Did they feel weird doing so? I don't know; I expect they felt stubborn, and pissed off at Eleazar for showboating, and pissed off at God for intervening, and possibly scared. But they definitely felt that they were in the right to do so, and a good thing, too, from my perspective.
Here are some clues that help answer your questions. Consider the Prophet Elijah's report of God's reaction: He laughed [with joy], he replied, saying, "My sons have defeated Me, My sons have defeated Me."
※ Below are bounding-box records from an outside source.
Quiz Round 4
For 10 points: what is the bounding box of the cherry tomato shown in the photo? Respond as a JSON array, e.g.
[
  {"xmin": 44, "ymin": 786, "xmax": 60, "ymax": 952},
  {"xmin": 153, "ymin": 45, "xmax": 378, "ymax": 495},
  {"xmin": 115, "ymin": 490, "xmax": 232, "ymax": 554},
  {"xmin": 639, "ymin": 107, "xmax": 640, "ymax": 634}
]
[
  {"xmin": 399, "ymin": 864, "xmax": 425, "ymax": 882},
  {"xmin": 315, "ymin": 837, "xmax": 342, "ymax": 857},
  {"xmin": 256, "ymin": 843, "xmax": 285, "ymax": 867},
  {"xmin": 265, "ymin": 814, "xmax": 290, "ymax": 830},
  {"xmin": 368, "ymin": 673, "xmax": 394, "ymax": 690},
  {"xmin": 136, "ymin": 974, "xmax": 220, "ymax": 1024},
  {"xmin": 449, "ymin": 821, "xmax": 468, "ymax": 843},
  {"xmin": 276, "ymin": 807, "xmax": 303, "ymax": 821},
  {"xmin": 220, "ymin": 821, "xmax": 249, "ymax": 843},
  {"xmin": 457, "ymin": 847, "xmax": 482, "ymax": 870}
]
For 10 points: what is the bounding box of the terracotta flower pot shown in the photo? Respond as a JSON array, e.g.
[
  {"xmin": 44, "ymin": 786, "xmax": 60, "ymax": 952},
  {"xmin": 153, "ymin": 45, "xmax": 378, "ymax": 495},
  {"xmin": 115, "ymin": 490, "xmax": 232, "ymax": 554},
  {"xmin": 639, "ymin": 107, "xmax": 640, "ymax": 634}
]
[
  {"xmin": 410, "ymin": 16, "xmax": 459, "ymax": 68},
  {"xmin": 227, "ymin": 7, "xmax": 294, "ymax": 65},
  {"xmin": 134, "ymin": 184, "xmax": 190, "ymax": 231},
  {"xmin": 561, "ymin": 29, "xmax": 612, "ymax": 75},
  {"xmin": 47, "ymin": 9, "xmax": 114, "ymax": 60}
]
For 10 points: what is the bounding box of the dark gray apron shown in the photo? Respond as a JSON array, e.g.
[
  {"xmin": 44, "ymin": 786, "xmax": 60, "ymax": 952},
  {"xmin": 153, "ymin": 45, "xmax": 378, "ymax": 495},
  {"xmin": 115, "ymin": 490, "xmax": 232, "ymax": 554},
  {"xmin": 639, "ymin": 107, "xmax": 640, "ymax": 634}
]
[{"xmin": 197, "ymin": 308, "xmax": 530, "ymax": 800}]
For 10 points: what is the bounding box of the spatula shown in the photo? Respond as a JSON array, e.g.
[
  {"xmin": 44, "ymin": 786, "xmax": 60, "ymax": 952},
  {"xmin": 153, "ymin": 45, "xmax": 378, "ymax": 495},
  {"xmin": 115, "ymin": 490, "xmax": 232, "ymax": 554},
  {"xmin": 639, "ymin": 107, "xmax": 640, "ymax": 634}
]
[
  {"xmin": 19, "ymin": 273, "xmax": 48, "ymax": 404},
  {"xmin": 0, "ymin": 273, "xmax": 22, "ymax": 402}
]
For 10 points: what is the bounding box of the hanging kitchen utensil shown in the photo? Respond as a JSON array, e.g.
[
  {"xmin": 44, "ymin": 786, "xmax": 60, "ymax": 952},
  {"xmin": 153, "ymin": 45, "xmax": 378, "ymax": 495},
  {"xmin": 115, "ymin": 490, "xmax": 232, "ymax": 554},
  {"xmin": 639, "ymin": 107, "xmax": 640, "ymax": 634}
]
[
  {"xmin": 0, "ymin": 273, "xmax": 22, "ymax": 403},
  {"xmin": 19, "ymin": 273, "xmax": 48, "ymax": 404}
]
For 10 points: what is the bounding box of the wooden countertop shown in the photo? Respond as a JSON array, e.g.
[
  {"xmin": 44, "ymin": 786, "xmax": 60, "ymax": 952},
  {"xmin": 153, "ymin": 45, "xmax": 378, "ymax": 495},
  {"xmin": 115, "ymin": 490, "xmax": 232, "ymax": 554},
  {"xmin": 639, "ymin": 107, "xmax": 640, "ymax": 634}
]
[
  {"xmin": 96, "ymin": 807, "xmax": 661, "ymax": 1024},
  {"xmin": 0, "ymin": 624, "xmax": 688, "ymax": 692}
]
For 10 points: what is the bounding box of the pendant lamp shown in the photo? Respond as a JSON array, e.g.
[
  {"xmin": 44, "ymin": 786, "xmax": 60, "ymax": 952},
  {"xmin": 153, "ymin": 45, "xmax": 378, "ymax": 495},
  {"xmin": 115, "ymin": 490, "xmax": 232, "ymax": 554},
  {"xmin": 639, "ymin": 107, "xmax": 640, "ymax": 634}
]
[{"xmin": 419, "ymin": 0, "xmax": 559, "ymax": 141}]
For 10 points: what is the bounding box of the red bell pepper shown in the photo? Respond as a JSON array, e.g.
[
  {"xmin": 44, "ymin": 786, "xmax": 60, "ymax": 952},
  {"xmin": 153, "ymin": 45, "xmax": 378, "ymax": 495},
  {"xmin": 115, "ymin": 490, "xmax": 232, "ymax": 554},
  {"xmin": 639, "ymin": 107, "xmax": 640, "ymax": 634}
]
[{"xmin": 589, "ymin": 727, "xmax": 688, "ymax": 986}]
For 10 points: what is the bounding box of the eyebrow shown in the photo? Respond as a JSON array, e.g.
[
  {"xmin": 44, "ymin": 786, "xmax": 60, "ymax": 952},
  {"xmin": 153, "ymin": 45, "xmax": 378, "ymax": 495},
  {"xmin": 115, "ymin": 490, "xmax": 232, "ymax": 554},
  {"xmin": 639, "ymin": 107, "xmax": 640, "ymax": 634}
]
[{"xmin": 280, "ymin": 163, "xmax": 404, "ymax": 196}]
Did He laugh "with joy"? That's in brackets, so some commentator added that. Perhaps He laughed ruefully, or perhaps He actually found it hilarious. In any event, He was clearly surprised -- surprise is an element of laughter. He clearly saw it as a kind of competition -- the sages "defeated" Him. And He clearly was delighted -- or at least grudgingly amused -- to have lost. And for me, the reason is obvious from the word "sons". Because that's precisely the relationship in which you'd feel competitive, you'd try to intervene and control things, and then when you fail, when you are defeated, your reaction would be pride. I remember when Aviva started smoking me at poker, and when Knees Tag became unplayable because the kids got too good. I was so excited.
The other clue is Gamaliel's appeal which stops the tsunami: "Sovereign of the Universe! Thou knowest full well that I have not acted for my honour, nor for the honour of my paternal house, but for Thine, so that strife may not multiply in Israel! "
Consider: he's about to get whacked by a tsunami. He says this and the tsunami is calmed. The effect of his words is clearly to change God's mind. Is this because he provides new information? No -- as he says, "thou knowest full well". So why does it change God's mind? Presumably because he's calling God to account, reminding Him of his responsibilities and the consequences of His actions. That's why my gloss on it is: "Yes, yes, I got it, I voted down Your Heavenly Voice. But do you think Eliezar is the only one who can call down Your Heavenly Voice? Let's face it; you're kind of a loose cannon here."
The God of the Tanakh really is a loose cannon, constantly flipping out and destroying nations and species, then regretting it. The God of the Talmud seems mellower by comparison, but still not necessarily the most consistent dude.
In your analogy, they blow off the boss, or rather they say "hey! that's not your department, all right? you delegated that!" ("not in heaven!") and then later the boss is mad and calls the tech lead into his office in a tsunami-mood, and the tech lead calmly says, look, this isn't going to work out for you to delegate decisions and then meddle. I did this for your sake. And the boss says, ok, ok, I get it.